Brand bidding policy for affiliates (plain-English template)

One page you publish now so you don’t argue about Google Ads later

Brand bidding policy template for affiliate programs

If you don’t publish a brand bidding policy, you will still have a brand bidding policy — it will just be ‘whatever we decide in the moment’. That’s how payout disputes start.

This page gives you a plain-English template you can copy/paste into your affiliate terms, plus a lightweight enforcement checklist that doesn’t require an ads team.

Table of contents

What ‘brand bidding’ means

Brand bidding is when an affiliate runs paid ads triggered by your brand name (or close variants) — e.g. ‘TinyAffiliate’, ‘Tiny Affiliate’, ‘tinyaffiliate pricing’, ‘tinyaffiliate coupon’.

It can be harmless (defensive coverage) or harmful (stealing last-click conversions you would get directly). The real issue is not morality — it’s attribution: who deserves commission when the customer was already looking for you?

Default policy (copy/paste)

Copy/paste this section into your affiliate terms.
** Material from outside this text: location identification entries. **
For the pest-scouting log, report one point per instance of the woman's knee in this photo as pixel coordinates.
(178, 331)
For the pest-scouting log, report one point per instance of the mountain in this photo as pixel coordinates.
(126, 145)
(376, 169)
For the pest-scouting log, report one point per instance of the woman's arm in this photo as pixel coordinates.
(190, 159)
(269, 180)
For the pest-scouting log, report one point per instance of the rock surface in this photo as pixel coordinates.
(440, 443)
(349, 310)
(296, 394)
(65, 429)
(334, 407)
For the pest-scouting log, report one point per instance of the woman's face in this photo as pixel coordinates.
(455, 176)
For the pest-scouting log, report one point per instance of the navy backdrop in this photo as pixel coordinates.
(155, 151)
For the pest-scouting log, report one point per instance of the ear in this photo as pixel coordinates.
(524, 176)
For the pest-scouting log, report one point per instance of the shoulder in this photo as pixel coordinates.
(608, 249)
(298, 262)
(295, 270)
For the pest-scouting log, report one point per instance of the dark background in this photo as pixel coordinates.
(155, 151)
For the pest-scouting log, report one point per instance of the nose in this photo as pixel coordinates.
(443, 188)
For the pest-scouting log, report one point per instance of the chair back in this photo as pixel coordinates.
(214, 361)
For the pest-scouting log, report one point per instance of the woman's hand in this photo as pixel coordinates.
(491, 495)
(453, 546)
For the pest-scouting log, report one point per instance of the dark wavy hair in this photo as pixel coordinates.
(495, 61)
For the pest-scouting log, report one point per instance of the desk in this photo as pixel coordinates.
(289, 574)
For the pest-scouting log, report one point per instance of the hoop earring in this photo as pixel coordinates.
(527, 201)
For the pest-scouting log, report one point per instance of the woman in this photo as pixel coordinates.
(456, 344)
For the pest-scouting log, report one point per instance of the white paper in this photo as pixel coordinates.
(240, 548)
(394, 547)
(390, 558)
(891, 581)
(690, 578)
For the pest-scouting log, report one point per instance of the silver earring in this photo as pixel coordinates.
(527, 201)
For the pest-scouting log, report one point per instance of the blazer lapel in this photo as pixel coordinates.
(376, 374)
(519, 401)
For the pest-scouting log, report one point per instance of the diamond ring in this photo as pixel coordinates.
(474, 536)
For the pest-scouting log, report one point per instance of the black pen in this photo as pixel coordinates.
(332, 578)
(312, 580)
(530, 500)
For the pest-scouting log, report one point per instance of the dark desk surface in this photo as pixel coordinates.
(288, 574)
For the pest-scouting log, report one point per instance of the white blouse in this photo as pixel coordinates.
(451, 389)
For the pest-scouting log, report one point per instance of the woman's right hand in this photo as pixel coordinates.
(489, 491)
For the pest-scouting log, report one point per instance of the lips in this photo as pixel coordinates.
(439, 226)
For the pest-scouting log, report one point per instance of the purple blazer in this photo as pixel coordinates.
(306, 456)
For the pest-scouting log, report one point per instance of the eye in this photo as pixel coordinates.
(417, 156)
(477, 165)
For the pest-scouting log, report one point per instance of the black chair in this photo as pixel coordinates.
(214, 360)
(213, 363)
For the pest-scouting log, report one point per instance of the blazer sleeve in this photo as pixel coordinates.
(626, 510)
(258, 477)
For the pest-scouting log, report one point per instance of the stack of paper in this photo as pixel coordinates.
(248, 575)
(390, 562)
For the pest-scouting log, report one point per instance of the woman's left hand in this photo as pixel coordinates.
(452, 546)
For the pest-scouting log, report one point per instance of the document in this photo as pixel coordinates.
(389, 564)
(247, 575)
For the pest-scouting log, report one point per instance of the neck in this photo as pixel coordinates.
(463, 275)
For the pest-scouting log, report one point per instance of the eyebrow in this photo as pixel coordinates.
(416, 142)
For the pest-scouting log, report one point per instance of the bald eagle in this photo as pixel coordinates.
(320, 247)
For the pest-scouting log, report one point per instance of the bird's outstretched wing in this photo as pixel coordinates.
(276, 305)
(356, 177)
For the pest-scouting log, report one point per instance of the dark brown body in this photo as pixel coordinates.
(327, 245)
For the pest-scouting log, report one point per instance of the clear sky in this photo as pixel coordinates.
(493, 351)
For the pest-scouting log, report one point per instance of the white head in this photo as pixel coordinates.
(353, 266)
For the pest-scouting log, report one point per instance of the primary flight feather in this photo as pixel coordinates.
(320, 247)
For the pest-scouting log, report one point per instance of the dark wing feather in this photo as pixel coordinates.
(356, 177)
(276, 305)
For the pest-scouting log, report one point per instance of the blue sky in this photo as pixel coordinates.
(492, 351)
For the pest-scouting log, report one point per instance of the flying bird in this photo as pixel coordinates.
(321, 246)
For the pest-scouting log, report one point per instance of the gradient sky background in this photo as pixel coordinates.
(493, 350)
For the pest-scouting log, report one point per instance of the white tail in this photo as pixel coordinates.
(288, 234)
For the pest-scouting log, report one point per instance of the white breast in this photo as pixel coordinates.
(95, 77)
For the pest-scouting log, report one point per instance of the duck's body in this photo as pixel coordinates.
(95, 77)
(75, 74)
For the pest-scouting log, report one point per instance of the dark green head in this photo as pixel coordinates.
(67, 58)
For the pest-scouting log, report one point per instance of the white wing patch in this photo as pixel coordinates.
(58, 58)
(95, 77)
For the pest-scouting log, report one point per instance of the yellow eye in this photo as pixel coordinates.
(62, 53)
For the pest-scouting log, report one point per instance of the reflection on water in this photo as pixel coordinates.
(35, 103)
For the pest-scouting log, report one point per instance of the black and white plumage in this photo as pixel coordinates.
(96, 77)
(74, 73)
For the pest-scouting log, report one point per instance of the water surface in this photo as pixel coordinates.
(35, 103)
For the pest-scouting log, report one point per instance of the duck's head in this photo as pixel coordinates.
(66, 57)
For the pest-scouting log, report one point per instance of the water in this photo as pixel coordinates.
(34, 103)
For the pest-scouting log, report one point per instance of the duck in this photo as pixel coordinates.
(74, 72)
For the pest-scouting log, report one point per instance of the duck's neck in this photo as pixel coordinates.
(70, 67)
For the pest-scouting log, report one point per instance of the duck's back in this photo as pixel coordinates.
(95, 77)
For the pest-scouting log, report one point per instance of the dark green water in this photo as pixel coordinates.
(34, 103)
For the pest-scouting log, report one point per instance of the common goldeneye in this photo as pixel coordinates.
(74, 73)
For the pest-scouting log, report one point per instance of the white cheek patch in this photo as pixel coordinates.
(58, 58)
Edit bracketed parts if needed:

  • No brand bidding by default: Affiliates may not bid on [Your Brand], misspellings, or close variants in paid search ads.
  • No ‘brand + coupon/discount’ bidding: Affiliates may not bid on [Your Brand] + coupon/discount/deal/promo keywords.
  • No trademark use in ad copy: Affiliates may not use our trademarks in ad headlines/descriptions unless explicitly approved in writing.
  • No direct linking: Affiliates may not send paid traffic directly to our site using affiliate links unless explicitly approved.
  • No impersonation: Ads may not imply the affiliate is the official brand, support, or ‘authorized’ representative.
  • Enforcement: We may reverse commissions from prohibited brand bidding and may pause/terminate accounts for repeated violations.

If you want a softer version: allow brand bidding only for a small set of trusted affiliates and require they use a pre-approved landing page + negative keywords (e.g., exclude ‘login’, ‘support’, ‘refund’).

Allowed vs prohibited examples

ScenarioDefault
Affiliate bids on ‘TinyAffiliate’Prohibited
Affiliate bids on ‘TinyAffiliate coupon’Prohibited
Affiliate bids on ‘affiliate tracking software’ (non-brand)Allowed
Affiliate runs a comparison landing page and bids on competitor keywordsUsually allowed (depends on your rules)
Affiliate uses your brand name in ad headlineProhibited unless approved

Enforcement workflow (15 minutes/week)

You don’t need to catch everything. You need a repeatable process that discourages abuse and makes decisions consistent:

  • Weekly incognito check: search your brand + ‘coupon’ and your brand alone in your top markets.
  • If you see an affiliate: screenshot the ad + landing page, note date/time, and the query.
  • First offense: warning + require the affiliate to add negative keywords / stop ads immediately.
  • Repeat offense: pause affiliate, reverse commissions attributable to prohibited ads.
  • Document exceptions: if you approve a partner for brand bidding, write the terms (keywords, match type, copy rules, landing page, and duration).

FAQ

Is brand bidding always bad?

No. It’s just usually misaligned for early-stage SaaS because it converts ‘already-intent’ customers and creates commission disputes. If you allow it, do it intentionally with explicit constraints.

What’s the simplest rule that prevents disputes?

Default: no brand bidding, no brand+coupon bidding, no trademark in ad copy. Approve exceptions in writing.